The decision comes little more than 5 months after Disney purchased LucasFilm and its many subsidiaries – LucasArts amongst them. With Disney’s interactive team already chiseling away at everything from mobile juggernauts and social games to home console releases, there was rampant speculation that such a move might be inevitable. Still – it doesn’t make it any less disheartening.
“After evaluating our position in the games market, we’ve decided to shift LucasArts from an internal development to a licensing model, minimizing the company’s risk while achieving a broader portfolio of quality Star Wars games,” Disney told Game Informer in an official statement. “As a result of this change, we’ve had layoffs across the organization. We are incredibly appreciative and proud of the talented teams who have been developing our new titles.”

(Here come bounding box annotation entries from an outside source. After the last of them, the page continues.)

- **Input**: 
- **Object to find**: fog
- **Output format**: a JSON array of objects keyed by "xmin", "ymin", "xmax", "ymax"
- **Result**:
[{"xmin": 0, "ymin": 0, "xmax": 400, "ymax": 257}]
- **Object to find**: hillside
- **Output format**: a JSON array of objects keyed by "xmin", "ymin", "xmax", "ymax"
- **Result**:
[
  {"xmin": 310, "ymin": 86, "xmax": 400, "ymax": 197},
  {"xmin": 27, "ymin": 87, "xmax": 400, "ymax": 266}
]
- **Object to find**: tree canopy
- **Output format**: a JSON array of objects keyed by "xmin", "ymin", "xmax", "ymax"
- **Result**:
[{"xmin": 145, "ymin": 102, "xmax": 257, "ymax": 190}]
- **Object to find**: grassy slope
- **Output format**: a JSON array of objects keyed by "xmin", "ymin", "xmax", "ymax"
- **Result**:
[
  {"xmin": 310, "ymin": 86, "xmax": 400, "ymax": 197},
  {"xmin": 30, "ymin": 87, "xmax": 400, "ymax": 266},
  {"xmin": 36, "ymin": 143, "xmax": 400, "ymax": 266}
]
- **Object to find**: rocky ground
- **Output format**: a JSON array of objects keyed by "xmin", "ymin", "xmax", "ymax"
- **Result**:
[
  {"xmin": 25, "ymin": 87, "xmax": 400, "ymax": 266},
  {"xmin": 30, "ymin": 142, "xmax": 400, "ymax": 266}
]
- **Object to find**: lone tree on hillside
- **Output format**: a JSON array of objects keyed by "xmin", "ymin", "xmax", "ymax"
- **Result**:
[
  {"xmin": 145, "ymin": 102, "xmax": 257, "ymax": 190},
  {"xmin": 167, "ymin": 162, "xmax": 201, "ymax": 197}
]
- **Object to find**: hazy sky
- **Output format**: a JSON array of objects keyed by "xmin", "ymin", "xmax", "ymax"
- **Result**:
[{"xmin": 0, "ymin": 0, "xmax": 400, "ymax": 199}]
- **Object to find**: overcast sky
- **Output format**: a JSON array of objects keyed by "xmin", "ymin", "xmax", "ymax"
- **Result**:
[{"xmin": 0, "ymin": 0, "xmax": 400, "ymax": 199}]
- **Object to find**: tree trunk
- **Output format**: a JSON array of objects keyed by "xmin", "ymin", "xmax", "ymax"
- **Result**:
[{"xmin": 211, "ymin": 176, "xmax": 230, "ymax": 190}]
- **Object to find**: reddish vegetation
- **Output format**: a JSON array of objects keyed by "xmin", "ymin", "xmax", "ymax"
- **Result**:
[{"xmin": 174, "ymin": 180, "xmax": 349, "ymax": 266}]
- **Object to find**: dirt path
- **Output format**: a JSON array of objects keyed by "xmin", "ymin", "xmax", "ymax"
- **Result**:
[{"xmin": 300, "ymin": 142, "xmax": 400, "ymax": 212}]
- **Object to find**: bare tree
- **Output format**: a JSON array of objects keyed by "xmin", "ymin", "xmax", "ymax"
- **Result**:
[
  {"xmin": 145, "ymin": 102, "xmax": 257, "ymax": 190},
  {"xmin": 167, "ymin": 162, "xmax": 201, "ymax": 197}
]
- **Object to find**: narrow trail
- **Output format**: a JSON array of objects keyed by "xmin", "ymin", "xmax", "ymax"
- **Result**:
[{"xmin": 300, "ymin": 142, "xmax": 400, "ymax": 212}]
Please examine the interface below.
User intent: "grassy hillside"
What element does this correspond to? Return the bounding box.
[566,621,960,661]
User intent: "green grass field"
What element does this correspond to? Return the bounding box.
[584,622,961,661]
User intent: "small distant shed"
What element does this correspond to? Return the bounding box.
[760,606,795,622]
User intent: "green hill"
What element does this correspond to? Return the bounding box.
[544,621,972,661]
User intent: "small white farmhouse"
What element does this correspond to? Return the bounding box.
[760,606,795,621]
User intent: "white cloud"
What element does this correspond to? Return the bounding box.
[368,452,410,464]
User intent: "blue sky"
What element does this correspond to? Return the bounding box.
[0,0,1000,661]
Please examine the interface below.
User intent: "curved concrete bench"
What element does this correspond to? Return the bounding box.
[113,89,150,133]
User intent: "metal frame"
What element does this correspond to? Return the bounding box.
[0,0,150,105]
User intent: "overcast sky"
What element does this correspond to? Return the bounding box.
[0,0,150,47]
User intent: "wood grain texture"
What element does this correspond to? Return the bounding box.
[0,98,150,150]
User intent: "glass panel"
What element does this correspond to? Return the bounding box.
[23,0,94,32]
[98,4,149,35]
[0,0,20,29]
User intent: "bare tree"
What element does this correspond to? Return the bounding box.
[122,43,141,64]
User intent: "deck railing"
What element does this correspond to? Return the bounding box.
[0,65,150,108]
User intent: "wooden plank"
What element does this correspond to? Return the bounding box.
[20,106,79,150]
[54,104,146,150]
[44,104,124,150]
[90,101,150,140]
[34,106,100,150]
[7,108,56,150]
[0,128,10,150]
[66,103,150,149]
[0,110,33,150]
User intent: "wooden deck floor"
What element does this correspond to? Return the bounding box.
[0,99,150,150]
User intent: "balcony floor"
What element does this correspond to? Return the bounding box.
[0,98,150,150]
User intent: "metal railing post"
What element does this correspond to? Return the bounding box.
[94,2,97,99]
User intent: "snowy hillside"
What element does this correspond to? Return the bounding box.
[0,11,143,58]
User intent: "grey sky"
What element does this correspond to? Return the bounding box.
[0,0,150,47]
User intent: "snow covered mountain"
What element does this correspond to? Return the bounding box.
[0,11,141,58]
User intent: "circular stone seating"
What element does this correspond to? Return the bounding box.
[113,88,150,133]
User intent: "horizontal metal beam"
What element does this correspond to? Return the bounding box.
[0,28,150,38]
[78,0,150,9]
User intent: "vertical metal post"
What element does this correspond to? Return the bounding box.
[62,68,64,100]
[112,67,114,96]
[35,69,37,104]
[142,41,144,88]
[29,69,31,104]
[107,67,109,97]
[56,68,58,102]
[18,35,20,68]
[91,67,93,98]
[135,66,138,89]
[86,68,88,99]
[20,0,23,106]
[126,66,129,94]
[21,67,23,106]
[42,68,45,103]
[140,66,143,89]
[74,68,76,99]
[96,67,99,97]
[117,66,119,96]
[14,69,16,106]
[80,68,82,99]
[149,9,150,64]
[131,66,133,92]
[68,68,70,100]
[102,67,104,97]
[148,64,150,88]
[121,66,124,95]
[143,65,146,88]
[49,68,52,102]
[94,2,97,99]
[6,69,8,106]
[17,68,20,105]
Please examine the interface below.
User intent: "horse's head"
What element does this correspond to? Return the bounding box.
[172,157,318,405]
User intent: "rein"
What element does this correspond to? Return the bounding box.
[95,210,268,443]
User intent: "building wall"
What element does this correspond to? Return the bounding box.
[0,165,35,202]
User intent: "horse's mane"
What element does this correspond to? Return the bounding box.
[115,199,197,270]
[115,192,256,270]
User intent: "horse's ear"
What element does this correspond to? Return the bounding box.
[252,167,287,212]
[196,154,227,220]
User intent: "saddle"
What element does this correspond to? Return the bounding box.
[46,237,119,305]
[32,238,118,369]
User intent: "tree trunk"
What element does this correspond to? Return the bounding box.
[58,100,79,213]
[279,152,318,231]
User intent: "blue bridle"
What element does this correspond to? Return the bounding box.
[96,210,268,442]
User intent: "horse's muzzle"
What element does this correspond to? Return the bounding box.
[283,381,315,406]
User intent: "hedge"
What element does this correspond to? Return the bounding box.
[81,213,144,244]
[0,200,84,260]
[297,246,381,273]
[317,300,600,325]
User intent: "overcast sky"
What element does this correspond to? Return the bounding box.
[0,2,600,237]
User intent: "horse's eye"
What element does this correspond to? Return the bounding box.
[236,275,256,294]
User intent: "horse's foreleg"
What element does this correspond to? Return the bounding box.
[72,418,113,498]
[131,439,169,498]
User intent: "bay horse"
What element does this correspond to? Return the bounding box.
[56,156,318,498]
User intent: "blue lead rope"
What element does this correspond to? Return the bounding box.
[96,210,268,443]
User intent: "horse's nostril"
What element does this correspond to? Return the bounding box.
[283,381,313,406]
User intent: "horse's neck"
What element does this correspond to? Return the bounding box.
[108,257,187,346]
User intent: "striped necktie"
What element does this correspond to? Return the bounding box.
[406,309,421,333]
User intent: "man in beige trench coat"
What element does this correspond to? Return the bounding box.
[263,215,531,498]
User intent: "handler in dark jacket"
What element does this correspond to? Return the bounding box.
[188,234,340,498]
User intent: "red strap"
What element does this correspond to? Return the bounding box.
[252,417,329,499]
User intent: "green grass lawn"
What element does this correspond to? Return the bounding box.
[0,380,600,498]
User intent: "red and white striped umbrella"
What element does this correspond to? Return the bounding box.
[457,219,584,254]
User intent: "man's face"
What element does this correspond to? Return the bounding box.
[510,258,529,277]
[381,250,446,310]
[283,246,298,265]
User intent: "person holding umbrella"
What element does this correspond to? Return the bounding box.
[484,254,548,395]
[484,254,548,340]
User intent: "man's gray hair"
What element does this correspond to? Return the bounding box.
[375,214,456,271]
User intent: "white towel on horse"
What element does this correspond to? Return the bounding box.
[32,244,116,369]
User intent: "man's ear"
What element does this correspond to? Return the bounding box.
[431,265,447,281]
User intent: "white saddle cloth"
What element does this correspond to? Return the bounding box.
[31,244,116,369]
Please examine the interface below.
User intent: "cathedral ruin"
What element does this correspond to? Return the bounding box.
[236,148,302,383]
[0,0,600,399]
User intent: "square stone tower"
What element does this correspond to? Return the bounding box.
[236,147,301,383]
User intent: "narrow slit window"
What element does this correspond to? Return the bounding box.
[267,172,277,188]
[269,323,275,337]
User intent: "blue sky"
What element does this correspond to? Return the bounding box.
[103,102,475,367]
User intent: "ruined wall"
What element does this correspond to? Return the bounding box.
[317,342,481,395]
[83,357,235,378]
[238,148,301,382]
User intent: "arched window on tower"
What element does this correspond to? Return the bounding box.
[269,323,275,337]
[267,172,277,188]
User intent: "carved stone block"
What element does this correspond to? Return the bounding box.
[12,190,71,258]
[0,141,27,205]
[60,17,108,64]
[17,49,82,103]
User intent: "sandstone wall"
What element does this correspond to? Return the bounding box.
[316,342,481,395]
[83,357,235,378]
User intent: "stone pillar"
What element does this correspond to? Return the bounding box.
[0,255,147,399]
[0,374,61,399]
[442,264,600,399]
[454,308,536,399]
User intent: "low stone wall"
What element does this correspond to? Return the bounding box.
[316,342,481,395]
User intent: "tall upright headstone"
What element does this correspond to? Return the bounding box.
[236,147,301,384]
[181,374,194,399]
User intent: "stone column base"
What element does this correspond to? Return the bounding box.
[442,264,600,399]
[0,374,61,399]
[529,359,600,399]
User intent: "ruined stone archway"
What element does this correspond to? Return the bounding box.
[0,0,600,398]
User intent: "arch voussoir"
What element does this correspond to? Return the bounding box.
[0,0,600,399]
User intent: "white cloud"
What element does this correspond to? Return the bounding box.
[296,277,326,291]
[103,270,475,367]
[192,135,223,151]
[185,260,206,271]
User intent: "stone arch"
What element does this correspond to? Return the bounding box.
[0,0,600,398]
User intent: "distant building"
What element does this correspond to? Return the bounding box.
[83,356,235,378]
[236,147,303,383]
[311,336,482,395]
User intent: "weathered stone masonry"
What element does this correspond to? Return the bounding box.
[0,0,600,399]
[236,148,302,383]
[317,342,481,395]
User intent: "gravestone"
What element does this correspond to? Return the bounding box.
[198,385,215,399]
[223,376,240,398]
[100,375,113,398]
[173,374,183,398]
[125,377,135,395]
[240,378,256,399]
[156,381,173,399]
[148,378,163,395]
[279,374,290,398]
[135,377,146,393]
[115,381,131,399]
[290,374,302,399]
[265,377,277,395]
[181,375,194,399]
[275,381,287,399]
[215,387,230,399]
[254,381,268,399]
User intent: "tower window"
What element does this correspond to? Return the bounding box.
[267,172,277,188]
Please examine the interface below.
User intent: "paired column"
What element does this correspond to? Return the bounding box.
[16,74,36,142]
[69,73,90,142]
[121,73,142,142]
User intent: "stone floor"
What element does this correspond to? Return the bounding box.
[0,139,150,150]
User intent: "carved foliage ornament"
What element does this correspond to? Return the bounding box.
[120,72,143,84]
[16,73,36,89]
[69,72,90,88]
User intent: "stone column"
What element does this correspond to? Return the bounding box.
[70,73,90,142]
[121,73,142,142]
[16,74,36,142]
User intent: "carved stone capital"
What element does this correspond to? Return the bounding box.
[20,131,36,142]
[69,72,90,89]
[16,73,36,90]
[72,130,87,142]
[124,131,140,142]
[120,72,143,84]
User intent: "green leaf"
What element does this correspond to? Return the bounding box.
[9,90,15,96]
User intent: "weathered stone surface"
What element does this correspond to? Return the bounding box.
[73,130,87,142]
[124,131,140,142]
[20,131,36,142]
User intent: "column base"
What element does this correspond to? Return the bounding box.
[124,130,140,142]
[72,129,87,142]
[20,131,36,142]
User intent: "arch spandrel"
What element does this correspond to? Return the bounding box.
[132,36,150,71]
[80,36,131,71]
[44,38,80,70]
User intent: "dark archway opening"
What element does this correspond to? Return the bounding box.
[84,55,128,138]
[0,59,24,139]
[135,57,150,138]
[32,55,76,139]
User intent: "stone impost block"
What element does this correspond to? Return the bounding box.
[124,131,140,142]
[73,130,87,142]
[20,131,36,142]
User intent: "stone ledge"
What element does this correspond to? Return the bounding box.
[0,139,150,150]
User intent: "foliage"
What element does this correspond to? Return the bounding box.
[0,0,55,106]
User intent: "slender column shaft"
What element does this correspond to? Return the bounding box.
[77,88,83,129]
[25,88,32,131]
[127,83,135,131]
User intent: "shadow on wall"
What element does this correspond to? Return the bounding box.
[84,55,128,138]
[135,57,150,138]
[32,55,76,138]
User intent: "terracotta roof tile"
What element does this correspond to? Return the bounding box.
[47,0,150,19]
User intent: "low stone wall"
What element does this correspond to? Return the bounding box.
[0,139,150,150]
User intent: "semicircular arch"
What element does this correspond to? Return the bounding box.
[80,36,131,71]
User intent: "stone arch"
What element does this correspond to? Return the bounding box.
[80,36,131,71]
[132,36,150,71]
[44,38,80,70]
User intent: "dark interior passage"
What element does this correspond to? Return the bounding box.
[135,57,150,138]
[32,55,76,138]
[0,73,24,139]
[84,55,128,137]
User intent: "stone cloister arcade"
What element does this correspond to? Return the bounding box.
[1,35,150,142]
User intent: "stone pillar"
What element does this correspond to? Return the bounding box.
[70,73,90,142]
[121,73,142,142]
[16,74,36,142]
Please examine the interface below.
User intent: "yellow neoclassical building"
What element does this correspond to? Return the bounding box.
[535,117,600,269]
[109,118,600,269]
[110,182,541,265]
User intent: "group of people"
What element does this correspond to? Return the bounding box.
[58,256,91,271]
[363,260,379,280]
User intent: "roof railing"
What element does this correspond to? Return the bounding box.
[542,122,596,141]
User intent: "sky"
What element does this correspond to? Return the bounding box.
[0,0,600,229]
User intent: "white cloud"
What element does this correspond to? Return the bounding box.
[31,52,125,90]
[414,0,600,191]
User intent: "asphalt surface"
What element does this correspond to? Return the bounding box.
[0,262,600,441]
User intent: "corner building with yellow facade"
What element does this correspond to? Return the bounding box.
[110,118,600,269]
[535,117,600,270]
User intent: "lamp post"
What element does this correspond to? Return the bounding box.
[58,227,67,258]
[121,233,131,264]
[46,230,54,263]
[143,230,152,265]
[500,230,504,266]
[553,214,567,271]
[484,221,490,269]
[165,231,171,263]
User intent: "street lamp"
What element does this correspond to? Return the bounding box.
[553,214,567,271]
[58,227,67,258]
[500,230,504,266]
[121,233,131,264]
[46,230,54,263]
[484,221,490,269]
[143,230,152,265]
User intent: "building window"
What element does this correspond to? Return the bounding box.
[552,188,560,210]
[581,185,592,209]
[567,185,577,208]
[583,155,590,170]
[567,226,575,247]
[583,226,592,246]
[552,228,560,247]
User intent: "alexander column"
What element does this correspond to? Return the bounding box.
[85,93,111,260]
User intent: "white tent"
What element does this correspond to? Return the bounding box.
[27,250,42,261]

But as gamers, I think the Star Wars games are the furthest thing from our mind. LucasArts has a storied history of amazing game development, and among adventure gamers their releases from the late 80’s through the 90’s were the stuff of legend. Monkey Island, Day of the Tentacle, Grim Fandango – the list goes on and on.
Let’s face it; this is the closest video games have ever gotten to Hamlet.
When Disney bought LucasFilm, I’d personally held out a glimmer of hope that there might be a follow-up deal where Tim Schafer (the creator of many of those great games) would buy the old LucasArts IP’s and fold them into his own studio, Double Fine Productions. It looks like Disney’s shuttering of LucasArts doesn’t mean that they necessarily want to dump those IP’s, though.
“LucasArts shutting down doesn’t change the status of the Monkey Island IP. Disney bought all that months ago,” series creator Ron Gilbert tweeted earlier today. “Sad day today, but not surprising, you had to see that coming. I was employee #9 at Lucasfilm Games.” When asked by Spellirium creator Ryan Henson Creighton what sort of licensing fees Disney is charging for the old LucasArts properties, Gilbert clearly stated his distaste for the situation: “I don’t want to license MI. I created it, I should own it.”
While closing LucasArts is understandable from a business point-of-view, it’s kind of hard to remain objective about a studio we all love so much. I guess it’s time for me to finally start reading my copy of this. RIP LucasArts. You had a good run.